Research Paper Volume 10, Issue 11 pp 3161—3172
AMPKα pathway involved in hepatic triglyceride metabolism disorder in diet-induced obesity mice following Escherichia coli Infection
- 1 College of Veterinary Medicine, Sichuan Agricultural University, Chengdu, Sichuan 611130, PR China
- 2 Sichuan Center for Animal Disease Control and Prevention, Chengdu, Sichuan 610041, PR China
- 3 Heze Animal Husbandry and Veterinary Bureau, Heze, Shandong 274000, PR China
received: June 14, 2018 ; accepted: October 27, 2018 ; published: November 6, 2018 ;https://doi.org/10.18632/aging.101623
How to Cite
Copyright: Fang et al. This is an open‐access article distributed under the terms of the Creative Commons Attribution License (CC BY 3.0), which permits unrestricted use, distribution, and reproduction in any medium, provided the original author and source are credited.
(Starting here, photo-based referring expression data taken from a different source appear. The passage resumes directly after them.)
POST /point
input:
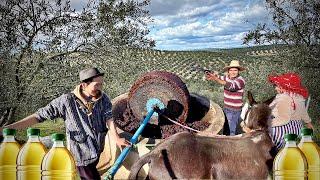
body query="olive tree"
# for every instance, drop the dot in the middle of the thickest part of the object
(40, 41)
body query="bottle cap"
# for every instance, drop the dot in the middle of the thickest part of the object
(57, 137)
(306, 132)
(33, 132)
(9, 132)
(290, 137)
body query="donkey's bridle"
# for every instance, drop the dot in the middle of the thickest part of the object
(247, 114)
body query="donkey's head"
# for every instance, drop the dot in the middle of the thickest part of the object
(256, 115)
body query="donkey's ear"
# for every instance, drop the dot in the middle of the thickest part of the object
(268, 101)
(251, 99)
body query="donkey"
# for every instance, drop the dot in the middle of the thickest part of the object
(194, 156)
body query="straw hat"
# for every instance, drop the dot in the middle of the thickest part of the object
(89, 73)
(234, 64)
(290, 82)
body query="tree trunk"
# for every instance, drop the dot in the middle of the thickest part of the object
(4, 117)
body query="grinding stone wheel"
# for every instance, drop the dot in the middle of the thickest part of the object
(164, 86)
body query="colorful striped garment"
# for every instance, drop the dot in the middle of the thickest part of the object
(233, 92)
To investigate the different effects of acute pulmonary infection induced by Escherichia coli (E. coli) on lipid metabolism between diet-induced obesity (DIO, fed with high-fat diet) mice and lean mice. A total of 180 ICR mice were selected to be challenged intranasally with phosphate-buffered saline or 109 CFUs/mL of E. coli, and the body character indexes, biochemical indexes and expressions of genes and proteins involved in lipid metabolism were examined pre- and post-infection. Results revealed that, before infection, DIO mice had significantly higher body weight, adipose and liver indexes, free fatty acid and triglyceride contents than lean mice. After infection, increased free fatty acid and triglyceride contents, increased expressions of resistin, SREBP-1c, ACC1, FAS and SCD-1, and declined PPARα, CPT-1α expressions and AMPKα phosphorylation were detected in the infected group, while the change rates were more serious in the lean mice than the DIO mice. The above-mentioned findings verified that, after being infected with E. coli, hepatic lipid metabolism disorder was aggravated by activating SREBP-1c related lipid synthesis pathway and inhibiting PPARα related fatty acid oxidation pathway. However, infection-induced lipid metabolic disorders was slighter in the DIO mice than the lean mice through AMPKα pathway.